# Organize EEG Session Files
## Purpose
Each expirement currently in the data folder is in 'Raw Data'. Each subject is labeled along with the expirement and session number. 

sXX_exXX_sXX: s(Subject Number)_ex(Experiment Number)_s(Session Number. Just for ex01 and ex02).

Example: s03_ex02_s01: Subject 03 Experiment 02 Session 01

There were a total of 10 Expirements listed as followed:
    The subject was asked to sit down and relax on a comfortable chair. The recording was performed in a single day per subject with the same order of tasks, A non-noisy two minutes recordings were segmented from the raw data. The recordings nvolves the acquisition of the electroencephalographic signal as follows:

    Three minutes of resting-state, eyes open for three sessions.
    Three minutes of resting-state, eyes closed for three sessions.
    Non-Related experiment (Not provided in the dataset).
    Three minutes of resting-state, eyes open for three sessions using noise isolation headset.
    Non-Related experiment (Not provided in the dataset).
    Three minutes of resting-state, eyes open for three sessions using noise isolation headset.
    Three minutes of listing to a song in their native language using in-ear headphones.
    Three minutes of listing to a song in a non-native language using in-ear headphones.
    Three minutes of listing to neutral music using in-ear headphones.
    Three minutes of listing to a song in their native language using bone-conducting headphones.
    Three minutes of listing to a song in a non-native language using bone-conducting headphones.
    Three minutes of listing to neutral music using bone-conducting headphones.

### Import Libraries

In [14]:
import pandas as pd
from pathlib import Path
import re
from collections import defaultdict

In [None]:
# Define the path to the raw data directory
raw = Path("data") / "auditory-evoked-potential-eeg-biometric-dataset-1.0.0" / "Raw_Data"
# Define log statement to check if the directory exists printing only if it does not exist
if not raw.exists():
    print(f"Directory {raw} does not exist.")

In [None]:
# ------------------------------------------------------------
# Define regex patterns to handle both filename formats:
#
# 1) sXX_exXX_sXX.txt  → subject, experiment, session
# 2) sXX_exXX.txt      → subject, experiment (no session)
#
# Some experiments include session numbers (ex01, ex02),
# while others do not — this logic handles both cases.
# ------------------------------------------------------------

pattern_with_session = re.compile(r"s(\d+)_ex(\d+)_s(\d+)")
pattern_no_session = re.compile(r"s(\d+)_ex(\d+)")

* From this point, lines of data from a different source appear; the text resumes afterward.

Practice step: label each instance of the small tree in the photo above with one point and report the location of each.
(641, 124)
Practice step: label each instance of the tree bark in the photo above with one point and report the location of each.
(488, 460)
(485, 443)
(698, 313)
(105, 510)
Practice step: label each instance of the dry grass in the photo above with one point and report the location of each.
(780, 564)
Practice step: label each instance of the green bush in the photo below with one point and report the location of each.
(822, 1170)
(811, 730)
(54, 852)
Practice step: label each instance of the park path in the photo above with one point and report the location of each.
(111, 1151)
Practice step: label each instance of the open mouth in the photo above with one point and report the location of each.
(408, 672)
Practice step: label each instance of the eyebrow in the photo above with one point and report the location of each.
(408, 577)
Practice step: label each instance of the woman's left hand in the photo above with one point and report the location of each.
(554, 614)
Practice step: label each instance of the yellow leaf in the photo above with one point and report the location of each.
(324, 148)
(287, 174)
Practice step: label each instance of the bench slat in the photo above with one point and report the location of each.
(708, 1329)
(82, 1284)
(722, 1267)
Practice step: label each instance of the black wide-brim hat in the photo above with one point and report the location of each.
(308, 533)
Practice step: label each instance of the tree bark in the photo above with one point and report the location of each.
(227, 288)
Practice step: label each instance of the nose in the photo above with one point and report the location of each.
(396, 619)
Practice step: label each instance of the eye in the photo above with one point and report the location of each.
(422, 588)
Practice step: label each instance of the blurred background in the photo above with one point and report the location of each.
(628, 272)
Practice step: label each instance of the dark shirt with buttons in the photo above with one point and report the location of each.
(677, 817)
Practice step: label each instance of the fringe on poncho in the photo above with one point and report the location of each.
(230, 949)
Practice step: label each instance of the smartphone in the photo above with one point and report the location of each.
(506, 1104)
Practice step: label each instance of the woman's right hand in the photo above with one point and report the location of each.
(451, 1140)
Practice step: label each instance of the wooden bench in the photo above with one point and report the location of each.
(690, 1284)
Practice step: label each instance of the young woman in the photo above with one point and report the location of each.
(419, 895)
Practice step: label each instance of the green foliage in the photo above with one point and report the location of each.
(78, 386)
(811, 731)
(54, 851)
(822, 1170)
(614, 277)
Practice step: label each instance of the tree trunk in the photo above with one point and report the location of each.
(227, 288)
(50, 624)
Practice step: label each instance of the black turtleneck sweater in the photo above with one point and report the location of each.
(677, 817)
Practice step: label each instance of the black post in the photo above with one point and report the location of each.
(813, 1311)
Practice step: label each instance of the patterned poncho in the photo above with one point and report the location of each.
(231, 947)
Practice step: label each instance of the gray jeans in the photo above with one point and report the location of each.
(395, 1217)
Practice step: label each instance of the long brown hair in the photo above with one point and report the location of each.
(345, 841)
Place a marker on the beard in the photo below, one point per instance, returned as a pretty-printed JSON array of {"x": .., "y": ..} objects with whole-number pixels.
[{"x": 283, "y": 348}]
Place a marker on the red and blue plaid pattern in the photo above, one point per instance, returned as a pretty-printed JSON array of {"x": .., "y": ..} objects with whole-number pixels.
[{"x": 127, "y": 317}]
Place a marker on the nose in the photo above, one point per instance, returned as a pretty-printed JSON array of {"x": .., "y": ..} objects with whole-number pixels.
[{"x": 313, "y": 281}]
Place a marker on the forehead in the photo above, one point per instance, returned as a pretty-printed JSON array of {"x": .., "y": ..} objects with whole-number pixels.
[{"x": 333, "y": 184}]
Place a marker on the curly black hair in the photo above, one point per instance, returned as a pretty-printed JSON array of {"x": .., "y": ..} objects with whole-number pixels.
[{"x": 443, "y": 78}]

# Dictionary to group files by experiment number (ex01, ex02, etc.)
# Each experiment key will store a list of metadata dictionaries
experiments = defaultdict(list)

# ------------------------------------------------------------
# Iterate through all raw EEG files
# ------------------------------------------------------------
for file in raw.glob("*.txt"):

    # Remove file extension for cleaner pattern matching
    filename = file.stem

    # --------------------------------------------------------
    # First attempt: match filenames that include session info
    # --------------------------------------------------------
    match = pattern_with_session.search(filename)

    if match:
        # Extract subject, experiment, and session numbers
        subject, experiment, session = match.groups()

    else:
        # ----------------------------------------------------
        # Second attempt: match filenames without session info
        # ----------------------------------------------------
        match = pattern_no_session.search(filename)

        if match:
            subject, experiment = match.groups()
            session = None  # Explicitly mark missing session
        else:
            # If filename doesn't match any expected format,
            # skip it and log for inspection
            print(f"Skipped unrecognized file format: {file.name}")
            continue

    # --------------------------------------------------------
    # Normalize experiment key (e.g., ex1 → ex01)
    # --------------------------------------------------------
    ex_key = f"ex{int(experiment):02d}"

    # --------------------------------------------------------
    # Store parsed metadata for downstream processing
    # --------------------------------------------------------
    experiments[ex_key].append({
        "subject": int(subject),
        "session": int(session) if session is not None else None,
        "path": file
    })

for ex, files in sorted(experiments.items()):
    print(f"{ex}: {len(files)} files")

Skipped unrecognized file format: RECORDS.txt
ex01: 60 files
ex02: 60 files
ex05: 20 files
ex06: 20 files
ex07: 20 files
ex08: 20 files
ex09: 20 files
ex10: 20 files